Frequently asked questions

Why doesn't Realtor.com offer a direct public API?

Realtor.com has not launched a public developer program for third-party access. The company's strategy has been to keep listing data within its own platform and controlled partnerships. The RapidAPI marketplace providers fill this gap by offering structured API access to Realtor.com data, though they are third-party maintainers, not Realtor.com itself.

Is using the RapidAPI Realtor.com provider against Realtor.com's Terms of Service?

You should not scrape Realtor.com's website directly or call their internal undocumented endpoints — that clearly violates their ToS. The RapidAPI marketplace providers operate independently and take responsibility for their data sourcing. Using a RapidAPI provider is the accepted developer path for Realtor.com data access. Do not attempt to call realtor.com directly via browser automation or undocumented endpoints from Bubble.

How many API calls does a typical property search Bubble app make per user visit?

Without caching: every search action triggers at least one call, and clicking on a property listing triggers another. A user session might use 3-10 calls. With the cache layer from Step 5, repeat searches within the 1-hour window use 0 additional API calls. For a 100-user-per-day app, uncached usage can easily reach 500-1,000 calls per day — plan your RapidAPI tier accordingly.

Can I use the same RapidAPI key for other real estate API providers?
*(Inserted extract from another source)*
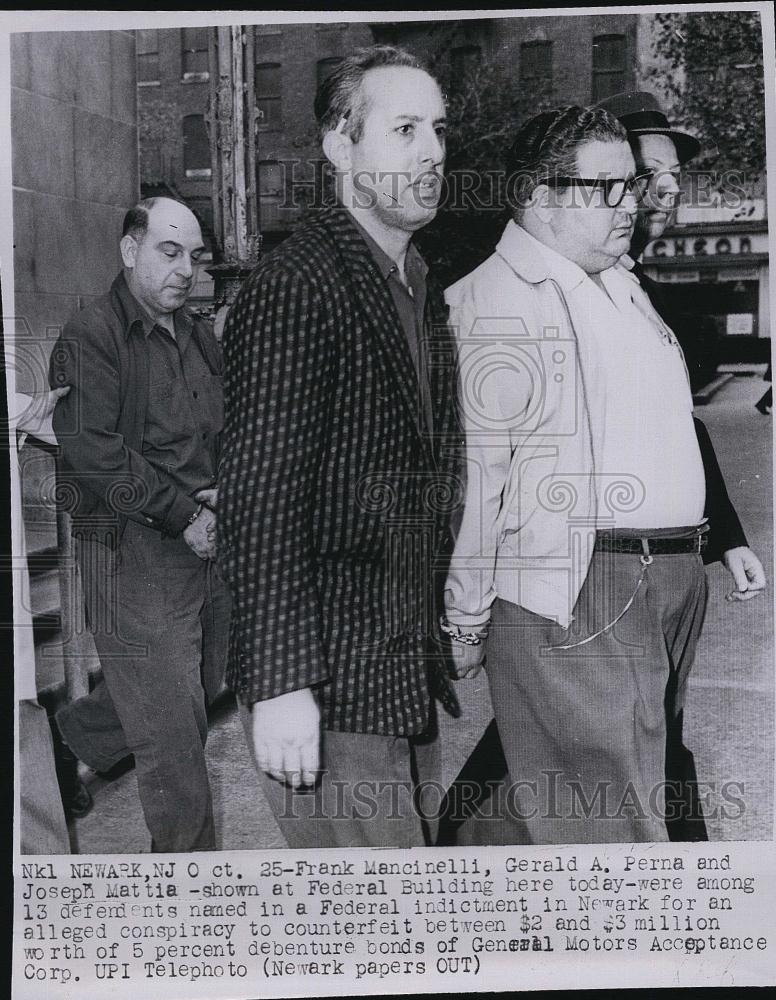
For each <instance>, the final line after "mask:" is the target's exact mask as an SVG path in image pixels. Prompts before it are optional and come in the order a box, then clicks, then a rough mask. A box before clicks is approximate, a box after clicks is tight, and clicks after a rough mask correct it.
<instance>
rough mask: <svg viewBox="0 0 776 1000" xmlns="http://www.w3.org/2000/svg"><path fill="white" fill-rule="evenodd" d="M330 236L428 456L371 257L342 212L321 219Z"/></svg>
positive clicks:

Yes. Your X-RapidAPI-Key is a single key that authenticates you across all RapidAPI providers — Zillow, ATTOM, Realtor.com, and others. You subscribe to each provider separately (each has its own pricing), but the key itself is shared. In Bubble's API Connector, you can set up multiple API entries (one per provider) all using the same X-RapidAPI-Key in their Private headers.
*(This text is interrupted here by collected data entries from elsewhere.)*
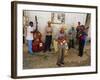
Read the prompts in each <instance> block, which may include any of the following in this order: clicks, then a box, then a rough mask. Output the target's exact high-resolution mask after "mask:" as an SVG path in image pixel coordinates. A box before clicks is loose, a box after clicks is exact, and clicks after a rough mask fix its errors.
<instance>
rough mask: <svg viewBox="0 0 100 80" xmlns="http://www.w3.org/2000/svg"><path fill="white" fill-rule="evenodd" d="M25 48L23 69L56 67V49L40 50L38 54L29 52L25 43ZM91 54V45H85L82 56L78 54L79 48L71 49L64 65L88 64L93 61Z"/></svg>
mask: <svg viewBox="0 0 100 80" xmlns="http://www.w3.org/2000/svg"><path fill="white" fill-rule="evenodd" d="M23 47H24V50H23V69H34V68H53V67H54V68H55V67H58V66H57V65H56V61H57V54H58V53H54V51H51V52H46V53H43V52H42V51H41V52H38V53H36V55H30V54H29V53H28V52H27V46H26V45H24V46H23ZM90 58H91V56H90V46H89V45H87V46H86V47H85V51H84V55H83V56H82V57H79V56H78V50H77V49H72V48H71V49H70V50H69V51H68V53H67V54H65V58H64V61H65V65H64V67H75V66H88V65H90V63H91V59H90Z"/></svg>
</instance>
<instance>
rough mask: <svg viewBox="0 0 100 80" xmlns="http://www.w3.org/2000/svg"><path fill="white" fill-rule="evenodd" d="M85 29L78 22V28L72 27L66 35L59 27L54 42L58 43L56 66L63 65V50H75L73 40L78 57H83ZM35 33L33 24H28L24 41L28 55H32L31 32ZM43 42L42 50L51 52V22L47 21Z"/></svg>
mask: <svg viewBox="0 0 100 80" xmlns="http://www.w3.org/2000/svg"><path fill="white" fill-rule="evenodd" d="M85 30H86V28H85V26H84V25H81V24H80V22H78V26H77V28H76V29H75V28H74V27H72V28H71V29H70V30H69V31H68V34H67V33H66V32H65V29H64V27H61V29H60V30H59V33H57V36H56V38H55V40H56V41H57V43H58V50H59V51H58V59H57V63H56V64H57V65H58V66H63V65H64V50H66V49H67V50H68V49H70V48H75V39H76V42H77V45H78V46H79V49H78V51H79V54H78V55H79V56H80V57H82V56H83V50H84V46H85V40H86V36H87V34H86V32H85ZM34 31H35V27H34V25H33V22H32V21H31V22H29V26H28V27H27V35H26V39H27V41H28V51H29V53H30V54H34V52H33V51H32V42H33V41H34V36H33V32H34ZM45 32H46V33H45V34H46V35H45V42H44V49H43V51H44V52H46V51H51V50H52V49H51V44H52V33H53V28H52V26H51V22H50V21H48V26H47V27H46V29H45Z"/></svg>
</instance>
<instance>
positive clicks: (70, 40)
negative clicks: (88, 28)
mask: <svg viewBox="0 0 100 80" xmlns="http://www.w3.org/2000/svg"><path fill="white" fill-rule="evenodd" d="M70 48H74V39H71V40H69V49H70Z"/></svg>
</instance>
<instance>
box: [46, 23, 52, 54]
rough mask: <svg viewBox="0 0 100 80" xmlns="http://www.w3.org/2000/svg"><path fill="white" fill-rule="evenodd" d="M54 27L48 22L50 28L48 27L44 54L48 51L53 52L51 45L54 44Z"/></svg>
mask: <svg viewBox="0 0 100 80" xmlns="http://www.w3.org/2000/svg"><path fill="white" fill-rule="evenodd" d="M52 32H53V30H52V26H51V22H50V21H48V26H47V27H46V37H45V47H44V52H46V51H47V50H49V51H51V48H50V47H51V43H52Z"/></svg>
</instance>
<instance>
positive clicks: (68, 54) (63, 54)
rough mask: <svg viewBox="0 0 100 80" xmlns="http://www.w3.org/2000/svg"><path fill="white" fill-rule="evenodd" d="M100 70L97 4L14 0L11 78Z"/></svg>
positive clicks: (72, 73)
mask: <svg viewBox="0 0 100 80" xmlns="http://www.w3.org/2000/svg"><path fill="white" fill-rule="evenodd" d="M92 73H97V6H90V5H89V6H88V5H71V4H56V3H39V2H24V1H12V2H11V77H12V78H29V77H47V76H66V75H79V74H92Z"/></svg>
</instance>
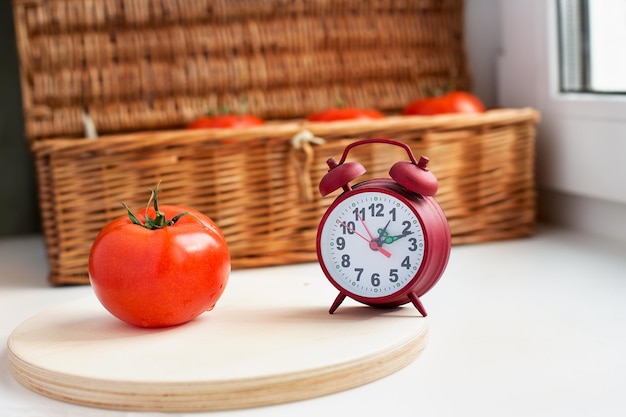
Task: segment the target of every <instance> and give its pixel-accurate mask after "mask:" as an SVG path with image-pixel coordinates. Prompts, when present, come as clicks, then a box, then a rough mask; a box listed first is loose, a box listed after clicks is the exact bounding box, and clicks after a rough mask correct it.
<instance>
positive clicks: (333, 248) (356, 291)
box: [318, 190, 425, 298]
mask: <svg viewBox="0 0 626 417" xmlns="http://www.w3.org/2000/svg"><path fill="white" fill-rule="evenodd" d="M318 245H319V254H320V257H321V259H320V261H321V262H322V266H323V268H324V269H325V270H326V273H327V274H328V275H330V277H332V280H333V281H335V283H336V284H337V285H339V286H341V287H342V288H343V289H345V290H346V291H347V292H349V293H351V294H354V295H357V296H360V297H366V298H379V297H386V296H389V295H392V294H395V293H397V292H399V291H401V290H402V289H403V288H405V287H406V286H407V285H408V284H409V283H410V282H411V280H412V279H413V278H414V277H415V275H416V274H417V272H418V271H419V268H420V266H421V264H422V260H423V258H424V245H425V242H424V233H423V229H422V225H421V222H420V220H419V218H418V217H417V215H416V214H415V212H414V211H413V209H412V208H411V206H410V205H409V204H408V203H407V202H406V201H405V200H403V199H401V198H399V197H397V196H395V195H392V194H389V193H386V192H383V191H371V190H370V191H366V190H363V191H359V190H353V191H352V193H350V194H348V196H347V197H346V198H344V199H342V198H341V197H340V198H339V199H338V200H337V202H336V203H334V204H333V206H331V208H330V209H329V211H328V212H327V216H326V218H325V221H324V222H323V224H322V225H321V231H320V235H319V242H318Z"/></svg>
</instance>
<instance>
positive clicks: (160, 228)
mask: <svg viewBox="0 0 626 417" xmlns="http://www.w3.org/2000/svg"><path fill="white" fill-rule="evenodd" d="M159 184H161V181H159V182H157V185H156V187H154V190H150V193H151V194H150V199H149V200H148V204H147V205H146V221H145V222H144V223H142V222H141V221H140V220H139V219H138V218H137V216H135V214H134V213H133V212H132V210H131V209H130V208H129V207H128V206H127V205H126V203H124V202H123V201H120V204H121V205H122V206H124V208H125V209H126V211H127V212H128V218H129V219H130V221H131V222H132V223H133V224H136V225H138V226H141V227H145V228H146V229H149V230H155V229H162V228H164V227H168V226H172V225H173V224H174V223H176V222H177V221H178V220H179V219H180V218H181V217H183V216H185V215H187V214H190V213H189V212H187V211H183V212H182V213H178V214H177V215H176V216H174V217H172V219H170V220H167V218H166V216H165V213H163V212H162V211H161V210H159V198H158V196H159ZM151 204H152V206H153V207H154V213H155V217H154V218H151V217H150V216H148V208H149V207H150V205H151Z"/></svg>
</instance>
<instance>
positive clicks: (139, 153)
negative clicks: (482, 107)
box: [13, 0, 538, 284]
mask: <svg viewBox="0 0 626 417" xmlns="http://www.w3.org/2000/svg"><path fill="white" fill-rule="evenodd" d="M462 3H463V2H462V0H450V1H441V2H433V1H429V0H422V1H405V2H403V1H394V2H389V1H382V0H380V1H371V2H362V1H359V0H342V1H334V2H327V1H322V0H319V1H310V2H283V1H277V0H273V1H253V0H239V1H224V2H217V1H214V2H212V1H208V0H207V1H191V0H190V1H186V2H180V1H176V0H161V1H159V2H156V1H149V0H132V1H131V0H125V1H110V0H91V1H88V2H83V1H72V0H48V1H39V0H14V1H13V4H14V12H15V24H16V31H17V40H18V50H19V53H20V62H21V80H22V94H23V103H24V114H25V120H26V131H27V136H28V138H29V141H30V146H31V149H32V152H33V155H34V158H35V166H36V169H37V175H38V184H39V199H40V205H41V213H42V219H43V226H44V235H45V239H46V246H47V250H48V258H49V263H50V282H51V283H53V284H69V283H87V282H88V278H87V273H86V269H87V268H86V266H87V256H88V253H89V249H90V246H91V242H92V241H93V239H94V238H95V236H96V234H97V233H98V231H99V230H100V228H101V227H102V226H103V225H104V224H105V223H106V222H107V221H109V220H111V219H113V218H115V217H117V216H120V215H123V214H124V210H123V209H122V208H121V206H120V205H119V203H118V201H120V200H122V201H125V202H126V203H128V204H129V205H130V206H131V207H136V208H139V207H142V206H143V205H144V204H145V199H146V192H147V191H146V190H147V189H148V188H150V187H153V186H154V185H155V184H156V182H157V181H158V180H162V186H161V200H162V202H163V203H169V204H181V205H187V206H191V207H194V208H196V209H198V210H200V211H203V212H205V213H206V214H207V215H209V216H210V217H212V218H213V219H214V220H215V221H216V222H217V223H218V225H219V226H220V228H221V229H222V230H223V231H224V233H225V235H226V237H227V240H228V244H229V248H230V251H231V256H232V260H233V267H234V268H243V267H257V266H267V265H279V264H286V263H294V262H306V261H313V260H314V259H315V232H316V228H317V224H318V222H319V220H320V218H321V216H322V214H323V212H324V211H325V209H326V207H327V206H328V205H329V204H330V202H331V201H332V199H333V196H330V197H328V198H325V199H322V198H321V197H320V196H319V193H318V192H317V185H318V183H319V180H320V179H321V177H322V176H323V175H324V174H325V172H326V171H327V166H326V164H325V161H326V159H328V158H329V157H338V156H340V155H341V152H342V151H343V149H344V148H345V146H346V145H347V144H348V143H350V142H351V141H353V140H355V139H362V138H368V137H382V136H384V137H392V138H395V139H398V140H402V141H404V142H406V143H407V144H409V146H411V148H412V149H413V151H414V153H416V154H424V155H427V156H428V157H429V158H430V159H431V163H430V164H429V167H431V169H432V170H433V171H434V172H435V174H436V175H437V177H438V178H439V181H440V191H439V193H438V195H437V200H438V201H439V203H440V204H441V206H442V207H443V209H444V211H445V212H446V215H447V216H448V219H449V221H450V226H451V229H452V234H453V243H455V244H458V243H470V242H483V241H491V240H496V239H506V238H512V237H520V236H526V235H529V234H531V233H532V232H533V225H534V217H535V195H534V170H533V163H534V141H535V125H536V123H537V121H538V114H537V113H536V112H535V111H534V110H532V109H501V110H492V111H489V112H487V113H486V114H482V115H445V116H434V117H402V116H393V114H397V112H398V110H399V109H400V108H401V107H402V106H403V105H405V104H406V103H407V102H408V101H410V100H412V99H414V98H416V97H420V96H421V95H422V93H423V89H422V87H423V86H425V85H427V86H429V87H430V88H436V87H440V86H444V85H445V84H446V83H448V82H449V81H450V78H451V74H454V77H455V80H456V82H457V85H458V87H459V88H467V87H468V76H467V68H466V64H465V55H464V50H463V37H462V20H463V19H462V17H463V13H462ZM183 6H184V7H183ZM340 95H341V96H342V97H343V98H344V99H345V100H346V101H347V102H348V103H350V104H351V105H355V106H362V107H376V108H379V109H381V110H383V111H385V112H387V113H388V114H390V116H389V117H387V118H386V119H383V120H378V121H350V122H335V123H330V124H320V123H307V122H305V121H303V120H302V116H304V115H305V114H307V113H310V112H312V111H315V110H320V109H322V108H326V107H329V106H332V105H333V103H334V101H335V100H336V99H337V97H338V96H340ZM242 98H245V99H247V100H248V104H249V109H250V111H251V112H253V113H255V114H258V115H260V116H262V117H265V118H267V119H272V121H270V122H269V123H268V124H267V125H265V126H262V127H255V128H249V129H233V130H227V131H215V130H203V131H189V130H184V129H182V127H183V126H184V125H185V124H186V123H188V122H189V121H191V120H192V119H194V118H196V117H198V116H199V115H201V114H203V113H204V112H205V110H206V107H207V106H211V107H213V108H217V107H219V106H224V105H226V106H231V107H232V106H236V105H237V103H239V101H240V100H241V99H242ZM85 111H88V113H89V115H90V116H91V118H92V120H93V121H94V123H95V125H96V126H97V128H98V131H99V133H100V135H101V136H100V137H99V138H98V139H86V138H84V134H83V131H84V126H83V123H82V118H83V113H84V112H85ZM304 131H308V132H311V133H312V134H313V135H314V136H317V137H320V138H323V139H324V143H323V144H320V143H316V142H308V141H306V140H305V141H294V140H293V138H294V137H296V136H298V135H299V134H300V133H301V132H304ZM377 146H378V145H372V146H371V147H359V148H358V149H355V150H354V151H355V152H354V153H351V157H352V158H354V159H355V160H358V161H359V162H361V163H362V164H364V165H365V167H366V168H367V169H368V174H366V175H365V176H364V179H365V178H367V177H372V176H385V175H386V172H387V171H388V169H389V167H390V166H391V164H392V163H393V162H395V161H396V160H399V159H404V158H405V155H402V154H401V153H397V152H396V150H395V149H393V148H394V147H391V148H392V149H391V150H390V149H387V148H389V147H387V148H384V149H381V148H378V147H377Z"/></svg>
How fresh is the Realtor.com data from RapidAPI?

RapidAPI providers update at varying frequencies — typically within 24-48 hours for active listings. Recently listed properties may not appear immediately, and recently delisted or under-contract properties may still show up for a period. For investment-grade accuracy, ATTOM Data Solutions (with a directly licensed data feed) is more reliable than third-party RapidAPI providers.
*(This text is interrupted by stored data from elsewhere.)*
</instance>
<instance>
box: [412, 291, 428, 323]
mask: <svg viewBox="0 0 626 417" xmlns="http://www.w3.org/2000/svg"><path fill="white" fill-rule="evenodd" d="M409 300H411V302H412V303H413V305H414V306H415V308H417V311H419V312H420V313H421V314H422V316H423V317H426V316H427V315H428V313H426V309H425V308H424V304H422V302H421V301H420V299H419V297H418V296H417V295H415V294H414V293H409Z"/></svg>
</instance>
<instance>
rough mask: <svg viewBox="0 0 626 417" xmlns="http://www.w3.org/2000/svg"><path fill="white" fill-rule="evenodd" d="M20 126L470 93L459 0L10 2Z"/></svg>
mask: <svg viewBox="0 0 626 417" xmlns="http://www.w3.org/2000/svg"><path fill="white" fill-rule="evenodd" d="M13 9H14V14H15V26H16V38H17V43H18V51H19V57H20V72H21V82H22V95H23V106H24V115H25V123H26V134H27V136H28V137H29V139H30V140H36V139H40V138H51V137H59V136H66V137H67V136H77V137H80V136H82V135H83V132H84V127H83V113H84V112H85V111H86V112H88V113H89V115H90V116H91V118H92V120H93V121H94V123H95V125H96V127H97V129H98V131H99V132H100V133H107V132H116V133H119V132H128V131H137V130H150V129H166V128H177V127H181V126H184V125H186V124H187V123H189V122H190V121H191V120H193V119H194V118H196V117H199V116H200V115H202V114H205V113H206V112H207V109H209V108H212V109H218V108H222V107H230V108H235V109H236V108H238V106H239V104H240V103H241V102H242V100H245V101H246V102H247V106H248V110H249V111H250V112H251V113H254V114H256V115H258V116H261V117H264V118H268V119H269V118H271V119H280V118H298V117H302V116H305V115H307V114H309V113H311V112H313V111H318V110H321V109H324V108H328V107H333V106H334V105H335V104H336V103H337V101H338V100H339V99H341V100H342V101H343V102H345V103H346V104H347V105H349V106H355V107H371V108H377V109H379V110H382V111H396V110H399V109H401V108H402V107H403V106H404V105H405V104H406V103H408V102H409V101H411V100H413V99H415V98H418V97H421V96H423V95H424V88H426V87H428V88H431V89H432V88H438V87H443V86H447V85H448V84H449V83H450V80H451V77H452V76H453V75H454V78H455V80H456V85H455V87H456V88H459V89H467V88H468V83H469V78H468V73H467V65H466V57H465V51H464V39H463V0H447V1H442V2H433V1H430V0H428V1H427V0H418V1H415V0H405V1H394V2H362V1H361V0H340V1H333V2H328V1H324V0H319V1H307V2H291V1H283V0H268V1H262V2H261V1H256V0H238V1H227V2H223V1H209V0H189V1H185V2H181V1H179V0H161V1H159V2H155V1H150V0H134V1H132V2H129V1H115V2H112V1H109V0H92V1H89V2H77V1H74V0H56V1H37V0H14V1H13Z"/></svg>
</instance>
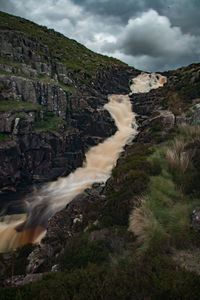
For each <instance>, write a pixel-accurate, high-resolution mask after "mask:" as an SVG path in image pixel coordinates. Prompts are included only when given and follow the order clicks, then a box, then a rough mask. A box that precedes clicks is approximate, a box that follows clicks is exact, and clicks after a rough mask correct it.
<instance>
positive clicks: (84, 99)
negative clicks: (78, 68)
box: [0, 13, 138, 189]
mask: <svg viewBox="0 0 200 300" xmlns="http://www.w3.org/2000/svg"><path fill="white" fill-rule="evenodd" d="M9 17H10V16H9V15H6V16H5V15H4V13H1V15H0V25H1V28H2V29H1V30H0V43H1V47H0V189H2V188H6V187H8V186H9V187H14V188H16V187H19V186H20V185H27V184H31V183H33V182H43V181H49V180H54V179H56V178H57V177H58V176H64V175H67V174H69V173H70V172H71V171H72V170H74V169H75V168H77V167H79V166H81V164H82V162H83V160H84V158H85V152H86V151H87V149H88V148H89V147H90V146H91V145H95V144H97V143H99V142H100V141H102V140H103V139H105V138H106V137H108V136H110V135H112V134H114V132H115V131H116V126H115V124H114V121H113V120H112V118H111V117H110V115H109V113H108V112H107V111H105V110H104V109H103V105H104V104H105V103H106V102H107V101H108V99H107V96H108V94H111V93H127V92H128V86H129V84H128V82H129V80H130V78H132V77H133V76H136V75H137V74H138V71H136V70H134V69H131V68H128V67H127V66H126V65H124V64H122V63H120V62H115V61H114V62H113V61H112V59H111V60H110V61H109V60H108V59H104V58H102V57H101V56H98V55H96V54H94V53H92V52H91V51H89V50H88V49H86V48H84V49H83V46H81V45H79V44H78V43H76V42H75V41H70V40H68V39H67V38H65V37H63V36H62V35H60V34H58V33H56V32H54V31H53V30H49V31H48V30H47V29H45V28H43V27H39V26H37V25H36V24H34V23H30V22H28V21H25V20H23V19H19V18H16V19H15V27H14V28H11V24H12V20H11V21H10V20H9ZM1 18H2V20H3V21H2V20H1ZM4 18H6V23H7V24H9V25H10V27H9V26H5V21H4ZM1 22H2V24H1ZM9 22H10V23H9ZM23 23H24V25H22V24H23ZM25 23H26V24H25ZM18 25H19V28H20V29H18V30H16V29H15V28H17V26H18ZM32 26H35V29H34V30H35V31H34V32H33V31H32ZM4 27H5V28H4ZM26 28H29V30H27V29H26ZM36 33H37V36H36ZM55 40H56V41H57V43H59V42H60V41H61V42H62V44H66V45H67V47H66V48H65V49H64V48H62V46H61V47H60V49H61V48H62V49H61V52H62V51H63V54H62V55H63V56H62V59H61V54H59V55H58V53H55V50H54V47H53V48H52V44H51V43H52V42H54V43H55ZM51 41H52V42H51ZM63 47H64V46H63ZM79 48H80V50H79ZM67 49H68V50H67ZM70 51H71V52H70ZM78 51H79V52H78ZM77 53H78V54H77ZM78 55H80V56H78ZM90 57H91V59H93V61H94V60H95V66H93V65H92V60H91V61H90V63H91V66H90V67H91V68H93V69H92V70H90V71H88V70H84V68H83V66H84V65H83V63H82V65H83V66H82V68H79V69H78V67H77V62H74V61H75V59H77V61H81V60H86V59H90ZM104 60H105V61H104ZM66 61H67V63H66ZM73 63H74V66H72V65H73ZM69 65H70V67H69Z"/></svg>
Do I need a paid Bubble plan to connect to Realtor.com via RapidAPI?

No. The API Connector calls work on Bubble's free plan. A paid Bubble plan is only required if you want Backend Workflows for scheduled tasks (e.g., a daily cache refresh workflow). For a user-triggered property search app, the free Bubble plan is sufficient — you only need a paid RapidAPI subscription for adequate call volume.